There is no "you will be my sex slave because I am damaged and only damaged people like hitting their lovers." There is no "you will be my sex slave because I'm the man and I will stalk you into submission." There is no "I am rich therefore my coercion is charming and above the law." There is no "ooh, look, it's a belt, that's so kinky!" There is no fucking inner goddess doing back flips and hula dancing or subconsciousness whispering anything. And there is no "I'm a good girl who doesn't believe in all this kinky sex stuff but I love you so I will save you from yourself and your damage and make you see the value in vanilla sex" bullshit.

This is good ol' "I like hurting and humiliating and dominating people who like to be hurt and humiliated and dominated, and you like being hurt and humiliated and dominated, therefore I will hurt and humiliate and dominate you with actual kinky sex and toys and tools and evil ideas because we both like it" fantasy porn.

Disclaimer: this story is basically heterocentric, which is actually why I'm recommending it. 50 Shades was wildly popular because there is something in the fantasy of a young, innocent girl being dominated by a more experienced man that speaks to a lot of people. I want to provide an alternative to that series by offering a story that has, basically, the same plot to appeal to the same people who liked 50 Shades, so that they can see the difference between a healthy D/s relationship *even under fantasy conditions* vs. an abusive one.

I'm sure there are plenty of books with more diversity, more queer-focus, more all kinds of things that are worth promoting. Perhaps even more important to promote. But I'm making a very particular point with this promotion - that for all the millions of people who got something out of 50 Shades, there's nothing wrong with you having that kind of fantasy, just that there are healthier ways to express it and here is one better way.

Most of the anti-50 Shades reviews I read are from people who are not actually into kink, so they have to make a bunch of disclaimers about how "kink isn't bad, even though I don't get it". But when they're not into kink themselves, it makes it difficult to explain to similarly-new-to-kink readers why 50 Shades is bad but they're totally not kink-shaming, no really, they're not, they just don't get it but their bestie who is a pro-Domme promises that there's a difference.

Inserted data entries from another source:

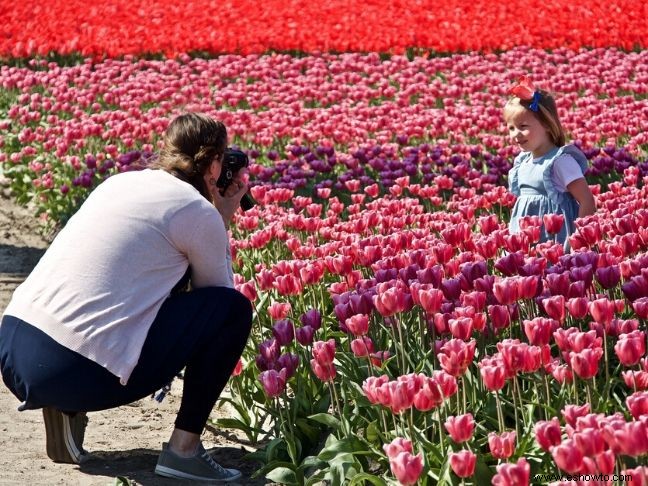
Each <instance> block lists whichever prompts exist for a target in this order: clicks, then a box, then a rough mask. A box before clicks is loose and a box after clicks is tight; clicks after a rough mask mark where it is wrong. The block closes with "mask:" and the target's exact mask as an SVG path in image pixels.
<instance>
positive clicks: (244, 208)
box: [216, 147, 254, 211]
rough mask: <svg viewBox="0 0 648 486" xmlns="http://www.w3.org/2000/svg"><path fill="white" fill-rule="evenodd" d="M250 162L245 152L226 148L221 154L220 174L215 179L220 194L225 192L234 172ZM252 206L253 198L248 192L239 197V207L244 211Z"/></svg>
mask: <svg viewBox="0 0 648 486" xmlns="http://www.w3.org/2000/svg"><path fill="white" fill-rule="evenodd" d="M249 164H250V160H249V159H248V156H247V155H246V154H245V152H242V151H241V150H237V149H233V148H229V147H228V148H227V149H226V150H225V154H224V155H223V165H222V167H221V174H220V176H219V177H218V180H217V181H216V186H217V187H219V188H220V192H221V194H224V193H225V189H227V188H228V187H229V185H230V184H231V183H232V181H233V180H234V177H235V176H236V173H237V172H238V171H239V170H241V169H242V168H244V167H247V166H248V165H249ZM253 206H254V199H252V196H250V195H249V194H248V193H246V194H244V195H243V197H242V198H241V208H243V210H244V211H247V210H248V209H251V208H252V207H253Z"/></svg>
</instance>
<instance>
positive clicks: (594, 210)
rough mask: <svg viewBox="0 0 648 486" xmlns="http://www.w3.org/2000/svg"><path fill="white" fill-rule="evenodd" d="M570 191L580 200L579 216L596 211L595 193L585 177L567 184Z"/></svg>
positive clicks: (572, 194) (570, 192)
mask: <svg viewBox="0 0 648 486" xmlns="http://www.w3.org/2000/svg"><path fill="white" fill-rule="evenodd" d="M567 190H568V191H569V193H570V194H571V195H572V196H574V199H576V201H578V217H579V218H582V217H584V216H589V215H590V214H594V213H595V212H596V202H595V201H594V195H593V194H592V191H591V190H590V188H589V186H588V185H587V181H586V180H585V178H584V177H581V178H579V179H576V180H575V181H573V182H572V183H571V184H569V185H568V186H567Z"/></svg>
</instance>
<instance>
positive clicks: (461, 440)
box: [445, 413, 475, 443]
mask: <svg viewBox="0 0 648 486" xmlns="http://www.w3.org/2000/svg"><path fill="white" fill-rule="evenodd" d="M445 428H446V430H447V431H448V434H450V437H452V440H454V441H455V442H457V443H461V442H466V441H467V440H470V438H471V437H472V435H473V431H474V430H475V421H474V420H473V416H472V414H470V413H467V414H464V415H458V416H456V417H448V419H447V420H446V422H445Z"/></svg>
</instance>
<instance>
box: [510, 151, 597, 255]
mask: <svg viewBox="0 0 648 486" xmlns="http://www.w3.org/2000/svg"><path fill="white" fill-rule="evenodd" d="M563 154H569V155H571V156H572V157H573V158H574V159H575V160H576V162H577V163H578V165H579V166H580V168H581V171H582V172H583V174H585V171H586V170H587V165H588V164H587V157H585V154H583V152H581V151H580V150H579V149H578V147H576V146H574V145H565V146H564V147H556V148H555V149H553V150H550V151H549V152H547V153H546V154H545V155H543V156H542V157H539V158H537V159H534V158H533V154H532V153H531V152H522V153H520V154H519V155H518V156H517V157H516V158H515V160H514V161H513V167H512V168H511V170H510V171H509V191H511V192H512V193H513V194H515V195H516V196H517V200H516V201H515V205H514V206H513V209H512V211H511V220H510V222H509V232H510V233H518V232H519V231H520V225H519V220H520V218H522V217H524V216H540V217H541V218H542V216H544V215H545V214H562V215H563V216H564V217H565V223H564V224H563V227H562V229H561V230H560V233H558V234H557V235H556V236H555V241H556V242H558V243H562V244H563V245H565V249H566V250H567V249H568V248H569V246H568V238H569V235H571V234H572V233H573V232H574V230H575V227H574V221H575V220H576V218H577V217H578V208H579V206H578V202H577V201H576V199H574V196H572V195H571V194H570V193H569V192H561V191H559V190H558V189H557V188H556V186H555V184H554V182H553V180H552V174H553V164H554V162H555V161H556V160H557V159H558V158H559V157H560V156H561V155H563ZM549 240H554V235H549V234H548V233H547V232H546V230H545V228H544V225H543V226H542V228H541V231H540V242H543V241H549Z"/></svg>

So I'm here to say, as someone who is definitely into some pretty disturbing kinky shit (although still pretty "vanilla" compared to my kinky friends), I really, truly am not kink-shaming and it really is OK to fantasize about D/s even when it's heterocentric male Dom / female sub and even when it's "she just doesn't know she likes being dominated yet but this handsome wealthy man will show her what she likes", but that 50 Shades DOES NOT GET THIS FANTASY RIGHT. It romanticizes abuse, and there is a difference. Here is an example that is not abusive, and yet it's still fantasy (i.e. people never have bowel problems or headaches or weight issues or disabilities when it's inconvenient for the story) to indulge in. Porn does not have to be so realistic that it's a turn-off in order to be respectful. You can still have fantastic elements that wouldn't be appropriate in real life (as the defenders of 50 Shades argue) and yet still not romanticize abuse or misogyny (the good girl will save the damaged man with her love myth).